In praise of shadows
Self-reflection for Tanizaki is not a painful or unpleasant process but it is contrasted with the stark nudity of electric light which is become a destroyer of the subtleties that had been treasured by Japanese culture for centuries before (the essay was written in the midst of widespread electrification in Japan in 1933). The brightness of a lightbulb is in contrast to the traditional Japanese aesthetic that Tanizaki savours; its palette of tarnished metals, grainy wood and soft luminescent paper screens. The essay is a lament for a culture of tranquility and reflection lost out to the Western aesthetic of examination, of inquiry, which in brutalist, post modern, industrial architecture – the architecture not of design but of conversion – includes prominent display of vents and fans and piping; so much in contrast to the purist, gentle, Japanese aesthetic of perfection and beauty through extreme self-restraint:
“What incredible pains the fancier of traditional architecture must take when he sets out to build a house in pure Japanese style, striving somehow to make electric wires, gas pipes, and water lines harmonize with the austerity of Japanese rooms […] The purist may rack his brains over the placement of a single telephone, hiding it behind the staircase or in a corner of the hallway.”

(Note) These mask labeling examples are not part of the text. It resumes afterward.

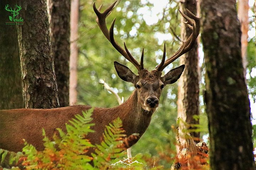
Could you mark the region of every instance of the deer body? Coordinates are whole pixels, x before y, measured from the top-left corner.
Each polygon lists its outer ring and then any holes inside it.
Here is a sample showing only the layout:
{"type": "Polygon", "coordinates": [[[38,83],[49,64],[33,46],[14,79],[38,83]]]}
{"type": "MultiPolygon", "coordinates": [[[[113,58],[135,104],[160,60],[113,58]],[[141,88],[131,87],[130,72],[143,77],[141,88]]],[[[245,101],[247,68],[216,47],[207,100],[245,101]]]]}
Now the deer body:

The essay is itself a mirror from another time and culture for us to look into, a lovely treatise on the power and importance of natural light, a challenge to the necessity of constant and increasing electrification. Re-reading my journals reminded me that writing down often hides more than it reveals but Tanizaki’s essay is a reminder that as we progress unrelenting into our future selves we may come closer to understanding our present selves and the world around us if “we can turn off the electric lights and see what it is like without them.”